Nine Beings, Lab 9, and Intelligence Ties: The Roundtable Foundation's Paranormal Pursuit
To the point
André Puharic founded the Roundtable Foundation in a Maine barn to train space kids in ESP, hypnosis, and channeling a council of nine beings, a project funded by the CIA, Army, Navy, and the AEC that mixed paranormal research with intelligence aims and drew Geller, Aldous Huxley, Gene Roddenberry, and Dulles into its orbit, leaving Lab 9, Intellect/Intellectron, unexplained disappearances, and Bhar’s death as a murky, unresolved legacy.

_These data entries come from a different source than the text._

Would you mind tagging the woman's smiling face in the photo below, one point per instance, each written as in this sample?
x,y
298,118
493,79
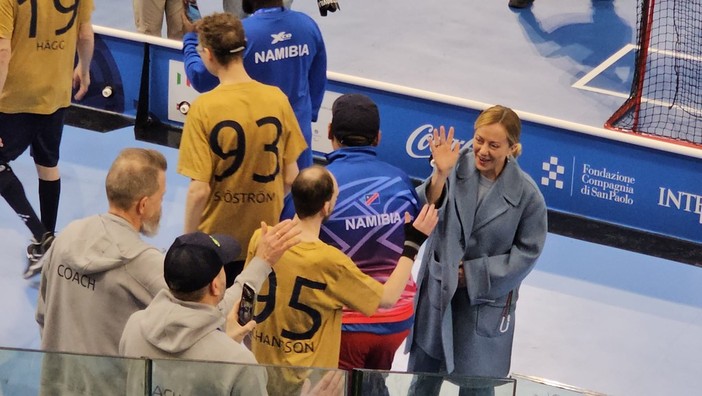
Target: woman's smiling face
x,y
491,149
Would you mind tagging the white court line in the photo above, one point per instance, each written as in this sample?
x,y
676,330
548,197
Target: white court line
x,y
582,83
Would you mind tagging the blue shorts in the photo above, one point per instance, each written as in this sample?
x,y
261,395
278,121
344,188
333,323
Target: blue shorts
x,y
41,132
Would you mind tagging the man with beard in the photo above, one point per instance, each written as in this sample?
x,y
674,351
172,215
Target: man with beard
x,y
99,271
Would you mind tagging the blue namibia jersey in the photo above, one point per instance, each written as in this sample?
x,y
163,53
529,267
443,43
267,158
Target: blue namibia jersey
x,y
285,48
368,225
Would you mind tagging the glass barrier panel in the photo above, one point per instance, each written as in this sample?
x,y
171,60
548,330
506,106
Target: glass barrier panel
x,y
534,386
187,377
27,372
390,383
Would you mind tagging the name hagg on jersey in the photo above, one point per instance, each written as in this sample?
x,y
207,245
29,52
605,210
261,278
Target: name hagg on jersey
x,y
291,51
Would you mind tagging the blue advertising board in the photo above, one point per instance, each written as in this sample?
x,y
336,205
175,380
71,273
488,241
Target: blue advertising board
x,y
591,172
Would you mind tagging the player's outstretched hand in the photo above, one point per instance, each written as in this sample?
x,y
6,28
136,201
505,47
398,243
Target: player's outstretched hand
x,y
277,239
327,6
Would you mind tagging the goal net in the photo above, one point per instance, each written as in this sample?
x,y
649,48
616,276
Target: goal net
x,y
666,94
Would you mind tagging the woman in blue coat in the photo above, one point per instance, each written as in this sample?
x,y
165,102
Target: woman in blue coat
x,y
492,228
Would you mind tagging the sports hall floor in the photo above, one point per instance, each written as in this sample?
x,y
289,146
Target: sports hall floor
x,y
596,317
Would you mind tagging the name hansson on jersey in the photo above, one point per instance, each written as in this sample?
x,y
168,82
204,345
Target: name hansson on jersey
x,y
355,223
290,51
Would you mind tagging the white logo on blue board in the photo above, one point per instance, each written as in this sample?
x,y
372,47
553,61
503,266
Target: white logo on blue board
x,y
279,37
554,173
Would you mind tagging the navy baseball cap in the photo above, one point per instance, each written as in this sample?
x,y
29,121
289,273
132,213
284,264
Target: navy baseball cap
x,y
355,115
195,259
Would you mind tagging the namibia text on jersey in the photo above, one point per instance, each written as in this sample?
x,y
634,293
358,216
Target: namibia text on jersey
x,y
291,51
355,223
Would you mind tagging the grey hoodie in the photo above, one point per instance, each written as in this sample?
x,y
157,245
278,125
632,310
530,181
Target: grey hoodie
x,y
96,274
173,329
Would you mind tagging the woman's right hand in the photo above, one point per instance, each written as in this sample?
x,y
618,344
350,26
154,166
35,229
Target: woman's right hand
x,y
444,152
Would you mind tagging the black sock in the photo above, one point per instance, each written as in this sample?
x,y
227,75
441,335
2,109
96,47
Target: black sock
x,y
11,189
49,193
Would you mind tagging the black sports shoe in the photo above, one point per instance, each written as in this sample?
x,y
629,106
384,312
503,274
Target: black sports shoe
x,y
520,3
35,251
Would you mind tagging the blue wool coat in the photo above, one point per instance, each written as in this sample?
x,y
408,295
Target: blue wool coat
x,y
498,244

A physician‑researcher named André Puharic built the Roundtable Foundation in a Maine barn, gathering a circle of space kids to explore ESP, hypnosis, and what he described as channeling a council of nine beings. The Nine appeared as a “metallic voice” transmitted through trance sessions, sometimes heard only in tuned conditions like Faraday cages and copper‑adjusted protocols, with Venade as the initial channel and the nine described as laws rather than personalities. Bhar and the space kids conducted long séances and remote‑viewing exercises, often in groups, and Bhar grew convinced the nine would guide human progress while testing the limits of mind control. Funding flowed from the government—CIA, Army, Navy, and the Atomic Energy Commission—leading to ventures like Lab 9 and Intellect/Intellectron, suggesting an early convergence of intelligence interests with paranormal research. Geller’s encounter with Bhar in Israel reignited Nine‑channeling, producing renewed contact and later claims of teleportation and mushroom‑induced visions, while interviews in 2019 revealed Geller’s fear and ambivalence about Bhar’s influence. The orbit of participants expanded to include Aldous Huxley, Gene Roddenberry, and a blue‑blood elite network around New York and Washington, along with speculation about JFK assassination links through mind‑control rumors and figures like Dulles. After Bhar’s death in 1995, Lab 9’s secrets and related disappearances—such as Grinberg—left a murky archive, while space‑kid figures like Valerie Ransone and Phyllis Schlamer remain enigmatic, their roles and fates debated. The story resists tidy conclusions, instead sketching a tangled landscape where genuine paranormal exploration, covert intelligence agendas, and public fascination with ETs and mind‑control intersect, inviting continued investigation rather than definitive answers.